I think we both knew our grandfather’s spirit was still there. He spent every morning and every evening there. I loved watching him prepare the food. All the weird things he put in the slop. Boiled potatoes, beets, grass, egg shells and feed. Then we both would carry it across the yard to the pig barn.

I often sat in front of the pig barn watching the pigs eat. They were really interesting to watch. Never did they dig into their food unless they sniffed out what my grandfather first served. It sort of always amazed me that pigs were such snobs.

We stood there a while. Each of us lost in our own memories. Half way up the room was the wooden floor that kept the shredder. He would shred sunflowers and corn stalks. Strange that objects can bring back so many memories. But I felt my grandfather right there in this room.

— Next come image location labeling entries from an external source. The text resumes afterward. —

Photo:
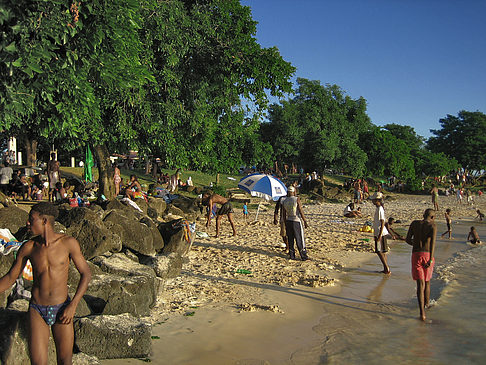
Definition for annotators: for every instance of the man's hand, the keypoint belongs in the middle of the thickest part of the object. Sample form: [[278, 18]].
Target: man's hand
[[67, 314]]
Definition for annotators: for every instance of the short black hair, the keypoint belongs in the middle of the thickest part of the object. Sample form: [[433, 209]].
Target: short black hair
[[46, 208]]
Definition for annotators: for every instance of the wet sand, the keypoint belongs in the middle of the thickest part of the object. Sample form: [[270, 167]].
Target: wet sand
[[290, 311]]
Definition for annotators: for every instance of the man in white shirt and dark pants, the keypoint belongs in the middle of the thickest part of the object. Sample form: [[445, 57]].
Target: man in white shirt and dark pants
[[380, 231]]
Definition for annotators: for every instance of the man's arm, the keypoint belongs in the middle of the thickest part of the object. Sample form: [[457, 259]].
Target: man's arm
[[301, 211], [85, 277], [409, 238], [9, 278], [432, 244]]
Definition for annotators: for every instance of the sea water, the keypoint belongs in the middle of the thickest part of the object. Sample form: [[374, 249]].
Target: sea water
[[375, 318]]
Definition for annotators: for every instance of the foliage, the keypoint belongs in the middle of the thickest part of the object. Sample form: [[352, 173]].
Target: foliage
[[463, 138], [164, 77], [318, 128]]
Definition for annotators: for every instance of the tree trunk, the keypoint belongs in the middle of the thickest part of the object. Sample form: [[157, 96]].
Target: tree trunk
[[30, 146], [105, 170]]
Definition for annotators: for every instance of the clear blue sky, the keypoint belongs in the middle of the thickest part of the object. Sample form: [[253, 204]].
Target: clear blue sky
[[414, 61]]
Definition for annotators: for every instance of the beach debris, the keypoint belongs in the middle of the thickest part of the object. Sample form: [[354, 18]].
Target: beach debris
[[315, 281], [247, 307]]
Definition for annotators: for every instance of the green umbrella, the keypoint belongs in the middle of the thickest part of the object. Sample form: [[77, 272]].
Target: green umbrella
[[88, 164]]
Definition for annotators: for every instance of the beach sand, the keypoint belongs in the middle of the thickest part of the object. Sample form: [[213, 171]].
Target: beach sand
[[290, 311]]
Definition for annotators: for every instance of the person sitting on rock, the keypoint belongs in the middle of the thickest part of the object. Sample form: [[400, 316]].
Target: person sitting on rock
[[134, 189], [225, 209], [349, 211], [50, 307]]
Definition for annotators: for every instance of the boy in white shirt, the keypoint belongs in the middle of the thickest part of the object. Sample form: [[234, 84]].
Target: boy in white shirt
[[380, 231]]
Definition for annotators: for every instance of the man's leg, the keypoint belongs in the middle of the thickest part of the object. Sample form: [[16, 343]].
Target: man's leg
[[218, 223], [427, 294], [230, 218], [64, 339], [291, 238], [421, 297], [38, 338]]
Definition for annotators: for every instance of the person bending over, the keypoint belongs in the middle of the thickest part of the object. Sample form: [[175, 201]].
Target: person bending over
[[225, 209]]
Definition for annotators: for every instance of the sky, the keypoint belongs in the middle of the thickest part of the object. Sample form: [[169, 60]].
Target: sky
[[414, 61]]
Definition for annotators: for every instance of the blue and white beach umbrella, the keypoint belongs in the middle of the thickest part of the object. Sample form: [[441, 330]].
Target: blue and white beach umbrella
[[264, 186]]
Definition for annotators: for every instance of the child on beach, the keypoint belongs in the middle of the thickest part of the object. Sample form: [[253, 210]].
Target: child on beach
[[380, 231], [50, 307], [473, 236], [448, 218], [245, 212], [394, 235]]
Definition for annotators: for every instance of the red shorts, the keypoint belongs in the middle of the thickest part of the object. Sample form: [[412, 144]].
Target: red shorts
[[419, 269]]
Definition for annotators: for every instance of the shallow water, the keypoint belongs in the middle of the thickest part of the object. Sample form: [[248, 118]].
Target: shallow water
[[381, 325]]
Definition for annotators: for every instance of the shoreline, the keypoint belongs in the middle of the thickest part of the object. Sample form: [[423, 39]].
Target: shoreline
[[199, 317]]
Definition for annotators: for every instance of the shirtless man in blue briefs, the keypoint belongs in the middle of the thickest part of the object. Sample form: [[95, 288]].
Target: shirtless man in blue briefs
[[50, 254]]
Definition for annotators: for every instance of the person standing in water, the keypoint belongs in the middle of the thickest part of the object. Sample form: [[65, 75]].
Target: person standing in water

My sister was overwhelmed, too. We just sort of looked at each other as we wiped our wet faces dry.

As we stepped back outside, we walked through the barn and the wine cellar. We barely touched things, not wanting to disturb what we both felt so deeply. It felt like walking through a church, just as we did with our dad many years before. We looked at the objects and buildings. They evoked personal memories and brought us back to another time and place.

This time we understood the meaning of them. The stories behind these objects are personal. They connect us to people we both loved dearly. The stories behind this place are not legends yet. But they are real to each one of us — to our generation.

Part of our lives were spent on this property. My parents raised their five children in this place. We always were in the embrace of our family. We experienced that old and young can live together. My grandparents always enjoyed us coming back. They gave us a sense that we belonged there. They passed on more than just a house and place.

In a way it did feel like I was walking on holy ground. It was not a shrine or a church. It was part of my life that I walked on. A life that without my grandparents, and my brothers and sister, and my mom and dad would not make this place so important to me.

Places become holy because of their significance to the people who experience life and relationships there. I came back to this place after I went through a major change in my own life — a divorce. Coming back to my past was healing. I came back to the strength that only family can provide. I came back to memories that hold a strong bond to my well-being.

I do not own the property of my ancestors. I know it is taken care of and its physical presence will undergo renovation and repairs over time. I won’t wage war over its right to exist under my rule. That would be a pointless effort, destroying the serenity it brings to all of us.

The relationship that I have with this place has already created a holy ground within me. I honor the love and the care that it has provided for me in my younger years. I now live in a new place with my own family. It is my desire to make my own home a holy place for my children. It is in the decent actions and pure hearts of people that a ground becomes holy. It furthers the betterment of new life and can change hardened hearts into a giving spirit.

If a society can learn to understand the significance of holy ground, mankind could walk this earth with less fear of conflict. They would have the wisdom to know that holiness is spiritual and the land gets blessed by how well a man will expresses his heart to his fellow man. Holy ground cannot be conquered. It has to be honored continually so that it will grow in blessedness.

I walked on holy ground the day I set foot into my past again. I respected the testimonies of each memory that an object brought forth. I did not worship the object, but I honored the spiritual significance that came from my personal fountain of life’s memories. It was my personal pilgrimage home. Many prayers were answered that day.

I knew that day that I can bring this back to my new country. Amazingly, the property I left behind gave me new pastures; a new land. It can neither be taxed nor can it be taken away by any man on earth. Its value is as strong as gold. It has purchase power that will last past a life-time. It is a living testimony that small miracles can happen by walking on holy ground.